Tuesday, April 23, 2013

Blog Post by; Anil Lewis;Victims of the Exemption

Victims of the Exemption

Blog Date: 
Monday, April 22, 2013
By Anil Lewis
 
Section 14(c) of the Fair Labor Standards Act exempts over three thousand employers from paying their workers with disabilities the federal minimum wage, allowing them to pay workers subminimum wages as low as three cents per hour.  The Fair Wages for Workers with Disabilities Act of 2013 will repeal this unfair, discriminatory, and immoral provision.  The employers paying a subminimum wage argue that, once the Fair Wages for Workers with Disabilities legislation passes, the increase in wages would create a financial hardship that would force them to terminate employees or go out of business.  This argument is an attempt to frame the employers as victims, but instead highlights the perverse nature of the existing subminimum wage provision authorized by Section 14(c) of the Fair Labor Standards Act.  Rather than adopting a proven successful business model in which workers with disabilities are paid the minimum wage or more, subminimum wage employers are exempted from being responsible creators of real opportunities for integrated employment at competitive wages.
 
Subminimum wage employers cannot properly claim to be victims when they receive revenue beyond the income generated from the actual productivity of the worker with a disability.  These entities receive public funding, charitable contributions, non-profit tax status, preferred contracts, and more, all before their workers produce one product or provide a single service.  The employers receive these benefits because they cultivate the perception that they are performing a service to people with disabilities.
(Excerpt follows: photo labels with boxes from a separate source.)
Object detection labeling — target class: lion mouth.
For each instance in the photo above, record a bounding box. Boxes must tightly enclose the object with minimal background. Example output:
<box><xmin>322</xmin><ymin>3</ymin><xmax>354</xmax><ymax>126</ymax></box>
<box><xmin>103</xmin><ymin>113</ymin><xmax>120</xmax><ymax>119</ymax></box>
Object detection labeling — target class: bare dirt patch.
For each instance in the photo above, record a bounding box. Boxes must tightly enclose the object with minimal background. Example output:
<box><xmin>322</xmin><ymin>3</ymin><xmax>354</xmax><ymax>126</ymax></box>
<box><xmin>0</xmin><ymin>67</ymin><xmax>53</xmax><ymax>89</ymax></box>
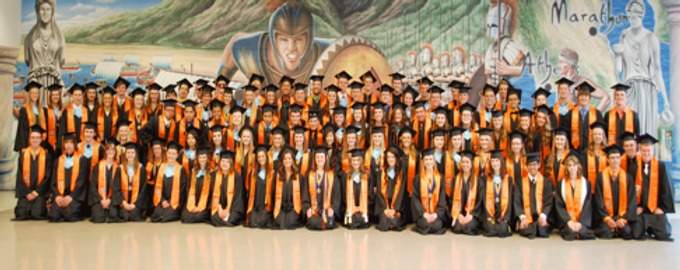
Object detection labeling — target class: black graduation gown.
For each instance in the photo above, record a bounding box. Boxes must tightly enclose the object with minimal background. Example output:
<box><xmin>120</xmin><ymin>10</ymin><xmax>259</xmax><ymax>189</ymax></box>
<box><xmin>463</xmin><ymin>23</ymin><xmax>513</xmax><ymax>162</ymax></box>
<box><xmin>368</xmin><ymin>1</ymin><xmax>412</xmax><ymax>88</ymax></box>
<box><xmin>593</xmin><ymin>171</ymin><xmax>637</xmax><ymax>239</ymax></box>
<box><xmin>14</xmin><ymin>149</ymin><xmax>52</xmax><ymax>220</ymax></box>
<box><xmin>513</xmin><ymin>176</ymin><xmax>554</xmax><ymax>238</ymax></box>
<box><xmin>554</xmin><ymin>178</ymin><xmax>594</xmax><ymax>241</ymax></box>
<box><xmin>373</xmin><ymin>169</ymin><xmax>410</xmax><ymax>231</ymax></box>
<box><xmin>302</xmin><ymin>171</ymin><xmax>345</xmax><ymax>230</ymax></box>
<box><xmin>50</xmin><ymin>156</ymin><xmax>88</xmax><ymax>222</ymax></box>
<box><xmin>151</xmin><ymin>167</ymin><xmax>187</xmax><ymax>222</ymax></box>
<box><xmin>210</xmin><ymin>171</ymin><xmax>246</xmax><ymax>227</ymax></box>
<box><xmin>113</xmin><ymin>164</ymin><xmax>148</xmax><ymax>222</ymax></box>
<box><xmin>88</xmin><ymin>161</ymin><xmax>123</xmax><ymax>223</ymax></box>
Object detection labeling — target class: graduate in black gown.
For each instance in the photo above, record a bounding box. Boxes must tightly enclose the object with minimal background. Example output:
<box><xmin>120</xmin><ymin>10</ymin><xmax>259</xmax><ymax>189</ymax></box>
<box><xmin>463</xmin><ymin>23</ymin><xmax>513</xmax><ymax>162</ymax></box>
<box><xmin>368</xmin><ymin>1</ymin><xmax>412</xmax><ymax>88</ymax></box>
<box><xmin>180</xmin><ymin>146</ymin><xmax>212</xmax><ymax>223</ymax></box>
<box><xmin>633</xmin><ymin>134</ymin><xmax>675</xmax><ymax>241</ymax></box>
<box><xmin>449</xmin><ymin>150</ymin><xmax>485</xmax><ymax>235</ymax></box>
<box><xmin>554</xmin><ymin>151</ymin><xmax>595</xmax><ymax>241</ymax></box>
<box><xmin>49</xmin><ymin>133</ymin><xmax>88</xmax><ymax>222</ymax></box>
<box><xmin>14</xmin><ymin>124</ymin><xmax>52</xmax><ymax>220</ymax></box>
<box><xmin>210</xmin><ymin>150</ymin><xmax>245</xmax><ymax>227</ymax></box>
<box><xmin>514</xmin><ymin>152</ymin><xmax>554</xmax><ymax>239</ymax></box>
<box><xmin>151</xmin><ymin>141</ymin><xmax>187</xmax><ymax>222</ymax></box>
<box><xmin>411</xmin><ymin>148</ymin><xmax>446</xmax><ymax>235</ymax></box>
<box><xmin>593</xmin><ymin>144</ymin><xmax>637</xmax><ymax>240</ymax></box>
<box><xmin>88</xmin><ymin>138</ymin><xmax>123</xmax><ymax>223</ymax></box>
<box><xmin>373</xmin><ymin>145</ymin><xmax>410</xmax><ymax>231</ymax></box>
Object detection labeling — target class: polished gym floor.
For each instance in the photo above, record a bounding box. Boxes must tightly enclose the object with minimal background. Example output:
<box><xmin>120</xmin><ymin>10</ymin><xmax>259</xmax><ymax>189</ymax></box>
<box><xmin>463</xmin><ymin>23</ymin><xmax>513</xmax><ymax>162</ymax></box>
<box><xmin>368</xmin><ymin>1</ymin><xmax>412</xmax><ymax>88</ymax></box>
<box><xmin>0</xmin><ymin>191</ymin><xmax>680</xmax><ymax>270</ymax></box>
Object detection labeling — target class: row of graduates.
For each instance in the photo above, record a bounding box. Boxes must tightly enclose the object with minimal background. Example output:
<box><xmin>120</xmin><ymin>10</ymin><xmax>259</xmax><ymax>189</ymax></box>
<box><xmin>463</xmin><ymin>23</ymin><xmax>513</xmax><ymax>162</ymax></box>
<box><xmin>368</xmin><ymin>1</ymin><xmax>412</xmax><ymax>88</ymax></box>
<box><xmin>15</xmin><ymin>120</ymin><xmax>674</xmax><ymax>240</ymax></box>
So although the employer argues that it is paying the worker based on productivity (which is itself a fallacy), the worker is not being paid consistent with all of the revenue being generated as a result of the worker’s participation.  It is important to understand that these employers would lose this revenue, and the goodwill that generates it, if they terminated their workers with disabilities. Therefore, it is very unlikely that they would terminate employees who generate revenue through their mere presence.  It is simply unfair for the subminimum wage employer to continue to use the threat of termination of employees with disabilities to justify their continued exploitation of this labor source.  
    
Moreover, it should be obvious that any business unable to remain lucrative with public and private money constantly flowing into its coffers, while paying the employees at least the federal minimum wage, should not be in business at all.  The failure of such an entity would be the result of poor management, not the payment of competitive wages or the incapacity of its workers with disabilities.  Such shoddy operations should not be subsidized by a federal law that allows the managers of these businesses to exploit workers with disabilities by using them as a fundraising resource, as a justification for the lavishing of federal largesse, and as sweatshop laborers.  
 
Some subminimum wage employers feel they are excused from paying better wages because workers with disabilities choose to work in this subminimum wage environment and to receive Social Security and other public benefits to subsidize their wages.  Working for pennies per hour or fully participating in the workforce cannot realistically be considered a choice.  Society would never consider establishing federal law that allows other American citizens the choice to work for subminimum wages and collect public benefits, while supplementing the employer's revenue with public funds.
 
It is important to understand that as long as we promote the illusion that subminimum wage work is a job, we deny these individuals access to the proper training, support, and opportunity to obtain real jobs at real wages.  The existing resources currently being used to keep these individuals in segregated subminimum wage pseudo-work environments should be concentrated on finding them real jobs that pay real wages, or on training them for such jobs.  
 
Some still argue that there are those individuals who are so severely disabled that they cannot be competitively employed.  New strategies evolve every day that prove this statement to be false.  Many individuals with significant disabilities, previously labeled unemployable by sheltered workshops, have received job training from qualified professionals that used innovative strategies to assist them in obtaining competitive integrated employment.  And if there are truly individuals too severely disabled to perform competitive work, it does not follow that employment at subminimum wages is the best outcome for these individuals.  There is a better reality that we can provide for these individuals than toiling away, day after day, for pennies an hour.  
 
The Fair Wages for Workers with Disabilities Act of 2013 (H.R. 831), which will phase out Section 14(c) of the Fair Labor Standards Act, has a phase-in period and provides incentives to these businesses to adopt a new business model that truly benefits the worker with a disability while allowing the businesses to remain profitable.  It should be noted that many employers of people with disabilities, including nonprofits that hold or have held special wage certificates, have already changed their policies to pay their workers the federal or state minimum wage or higher.  These entities are still operating and in fact thriving.  Continuing to exempt employers from paying workers with disabilities the federal minimum wage victimizes workers with disabilities, not their purported employers.